Économie Le cobalt congolais a perdu 27 % de sa valeur depuis le début du mois de juin

Le cobalt congolais a perdu 27 % de sa valeur depuis le début du mois de juin

L’hydroxyde de cobalt exporté de RDC a perdu près de 27 % depuis début juin, selon Argus Media. Le ministre des Mines Louis Watum conduit une délégation à la China Mining Conference de Tianjin du 10 au 12 septembre.

Extraction de cobalt dans une mine du sud-est de la RDC.

Le cobalt congolais a perdu 27 % de sa valeur depuis le début du mois de juin
AFP

Rédaction Kinshasa
Kinshasa - 9 SEPTEMBRE 2026 - 11:30 WAT · 4 min de lecture

L’hydroxyde de cobalt exporté de République démocratique du Congo a perdu près de 27 % de sa valeur depuis le début du mois de juin 2026, selon les données du cabinet Argus Media rapportées par Radio France internationale le 9 septembre. La baisse intervient alors que Kinshasa contrôle toujours les volumes exportés par un régime de quotas mis en place il y a un an et demi.

Le ministre des Mines, Louis Watum, est arrivé à Pékin le mardi 8 septembre pour conduire la délégation congolaise à la China Mining Conference and Exhibition, qui se tient à Tianjin du 10 au 12 septembre 2026.

Le quota a fonctionné, puis il a cessé de tenir le prix

Le mécanisme reposait sur une équation simple : réduire l’offre pour soutenir le cours. Il a d’abord été freiné par ses propres procédures. Les quotas étaient difficiles à utiliser en raison de la complexité réglementaire, et les volumes partaient mal.

Ce n’est plus le cas. Les quantités autorisées sont désormais exportées plus facilement et arrivent plus régulièrement en Chine, destination située à quatre-vingt-dix jours de transport depuis la République démocratique du Congo. L’offre s’est donc normalisée au moment où la demande, elle, se contractait.

La batterie sans cobalt gagne des parts de marché

Le déplacement de la demande est technologique. « La technologie LFP, lithium fer phosphate, continue de gagner des parts de marché », déclare Chris Welch, chargé du suivi des matériaux pour batteries chez Argus Media, cité par Radio France internationale le 9 septembre 2026. Cette chimie, utilisée dans les batteries de véhicules électriques, se passe de cobalt.

Deuxième facteur, la demande en électronique grand public, du téléphone à la cigarette électronique, est plus faible qu’anticipé. Troisième facteur, les analystes du cabinet Project Blue, également cités par Radio France internationale le 9 septembre 2026, relèvent la pression exercée sur les prix du cobalt raffiné par l’offre à bas coût « de matériaux recyclés et de cobalt métallique dissous » mis sur le marché.
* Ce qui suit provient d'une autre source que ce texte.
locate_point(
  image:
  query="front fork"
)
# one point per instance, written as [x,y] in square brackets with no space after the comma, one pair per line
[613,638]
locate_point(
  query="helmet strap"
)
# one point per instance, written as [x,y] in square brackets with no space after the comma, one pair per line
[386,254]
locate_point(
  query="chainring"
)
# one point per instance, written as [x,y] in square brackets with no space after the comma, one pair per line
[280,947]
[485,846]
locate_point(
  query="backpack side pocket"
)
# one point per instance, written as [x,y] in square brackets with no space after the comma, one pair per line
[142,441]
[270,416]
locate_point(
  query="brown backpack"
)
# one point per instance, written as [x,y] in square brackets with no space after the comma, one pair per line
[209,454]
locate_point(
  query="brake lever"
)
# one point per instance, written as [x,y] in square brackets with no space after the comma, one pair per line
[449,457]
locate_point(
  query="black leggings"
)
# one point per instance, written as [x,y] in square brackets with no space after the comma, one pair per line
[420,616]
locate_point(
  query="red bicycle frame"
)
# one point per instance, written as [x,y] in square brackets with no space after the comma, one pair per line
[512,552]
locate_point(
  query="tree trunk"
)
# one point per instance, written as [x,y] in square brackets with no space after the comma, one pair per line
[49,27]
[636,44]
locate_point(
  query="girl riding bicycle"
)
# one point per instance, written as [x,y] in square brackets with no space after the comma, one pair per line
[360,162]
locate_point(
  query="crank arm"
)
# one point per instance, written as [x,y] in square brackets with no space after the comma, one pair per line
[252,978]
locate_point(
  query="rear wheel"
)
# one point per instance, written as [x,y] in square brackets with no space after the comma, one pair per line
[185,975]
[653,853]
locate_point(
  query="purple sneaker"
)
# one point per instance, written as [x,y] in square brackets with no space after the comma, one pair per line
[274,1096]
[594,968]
Seule la demande pour les alliages, notamment aéronautiques, se maintient. Elle ne représente qu’une fraction du débouché congolais.
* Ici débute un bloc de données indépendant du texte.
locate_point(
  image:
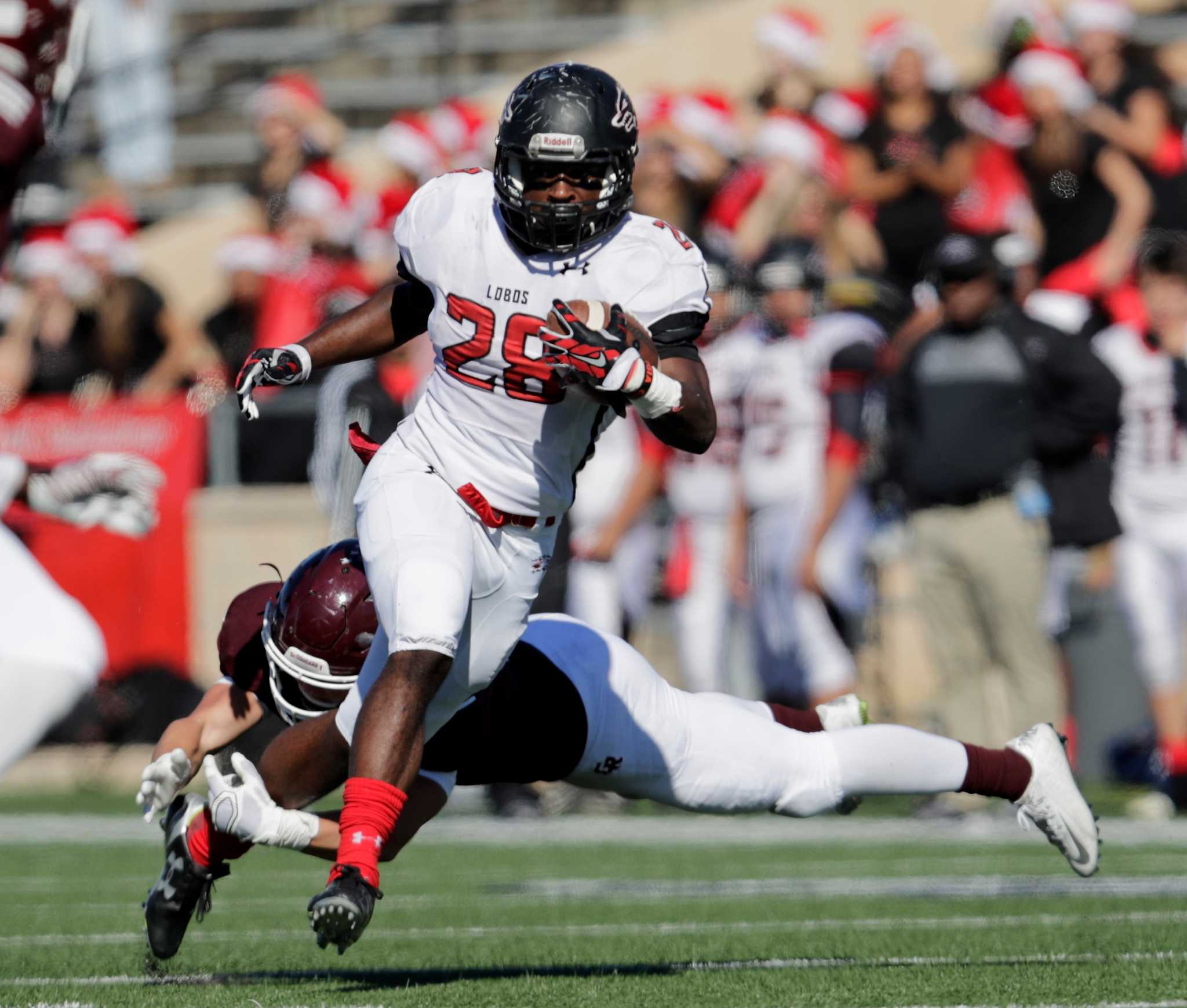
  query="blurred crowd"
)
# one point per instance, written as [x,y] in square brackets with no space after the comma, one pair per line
[907,275]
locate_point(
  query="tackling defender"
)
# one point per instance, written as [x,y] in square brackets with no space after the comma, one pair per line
[573,703]
[457,513]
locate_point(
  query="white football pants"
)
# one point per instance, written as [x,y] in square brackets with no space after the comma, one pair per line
[52,651]
[710,752]
[1152,582]
[442,580]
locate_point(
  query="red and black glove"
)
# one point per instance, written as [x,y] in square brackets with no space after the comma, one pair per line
[600,357]
[279,366]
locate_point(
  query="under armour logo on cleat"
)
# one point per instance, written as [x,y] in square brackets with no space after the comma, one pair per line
[609,765]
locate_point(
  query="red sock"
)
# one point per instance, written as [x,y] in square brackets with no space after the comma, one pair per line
[996,773]
[1174,756]
[208,846]
[797,720]
[369,812]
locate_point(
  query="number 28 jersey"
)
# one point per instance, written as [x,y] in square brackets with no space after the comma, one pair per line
[493,414]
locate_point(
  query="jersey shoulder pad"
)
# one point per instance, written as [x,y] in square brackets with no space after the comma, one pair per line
[661,274]
[450,204]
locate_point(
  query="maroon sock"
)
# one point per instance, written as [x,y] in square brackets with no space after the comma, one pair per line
[996,773]
[208,846]
[797,720]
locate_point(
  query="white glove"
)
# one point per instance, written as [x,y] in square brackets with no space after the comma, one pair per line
[110,489]
[243,808]
[161,782]
[279,366]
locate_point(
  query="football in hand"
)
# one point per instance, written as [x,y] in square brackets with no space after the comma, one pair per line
[596,315]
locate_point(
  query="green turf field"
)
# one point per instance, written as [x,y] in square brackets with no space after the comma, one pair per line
[582,917]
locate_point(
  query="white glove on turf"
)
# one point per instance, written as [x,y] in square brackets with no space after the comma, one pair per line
[243,808]
[161,782]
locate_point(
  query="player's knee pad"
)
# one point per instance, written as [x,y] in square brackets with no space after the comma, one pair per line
[813,784]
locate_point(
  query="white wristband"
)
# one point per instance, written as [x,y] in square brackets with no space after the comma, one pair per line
[662,396]
[296,829]
[302,354]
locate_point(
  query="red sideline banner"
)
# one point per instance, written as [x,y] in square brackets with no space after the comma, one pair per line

BETO avait établi que le quota national de 87 000 tonnes n’était utilisé qu’à hauteur d’environ 60 %, et qu’un plafond que les exportations n’atteignent pas contraint moins le marché que les recettes de l’État.

Le ministre des Mines va vendre le sous-sol congolais à Tianjin

La délégation conduite par Louis Watum participe à un congrès annuel qui réunit gouvernements, investisseurs et entreprises minières, avec expositions commerciales, conférences sur les politiques minières et sur l’investissement, et séquences consacrées au transfert des droits miniers.

« La délégation congolaise, conduite par le ministre des Mines Louis Watum, est arrivée à Pékin pour prendre part à la China Mining Conference and Exhibition, ce grand rendez-vous international du secteur minier, prévu du 10 au 12 septembre 2026 à Tianjin », indique le communiqué du ministère des Mines cité par l’Agence congolaise de presse le 8 septembre 2026.

Le même communiqué fixe l’objectif : « Cette participation traduit la volonté de la RDC de promouvoir son potentiel minier et de renforcer ses partenariats stratégiques dans le secteur, en vue de contribuer à un développement minier davantage créateur de valeur pour le pays. »

Le rendez-vous se tient donc devant les acheteurs chinois, dans le pays vers lequel partent les cargaisons, au moment où le prix de la principale matière exportée recule de plus d’un quart.

Ce qui reste à établir

  • Le niveau du quota d’exportation en vigueur au 9 septembre 2026 n’est pas publié.
  • Ni l’Autorité de régulation et de contrôle des marchés des substances minérales stratégiques ni le ministère des Mines n’ont commenté publiquement la baisse de 27 %.
  • L’effet de cette baisse sur les recettes fiscales de l’exercice 2026 n’a fait l’objet d’aucune estimation officielle.
  • La composition de la délégation à Tianjin, son coût et les accords visés ne sont pas rendus publics.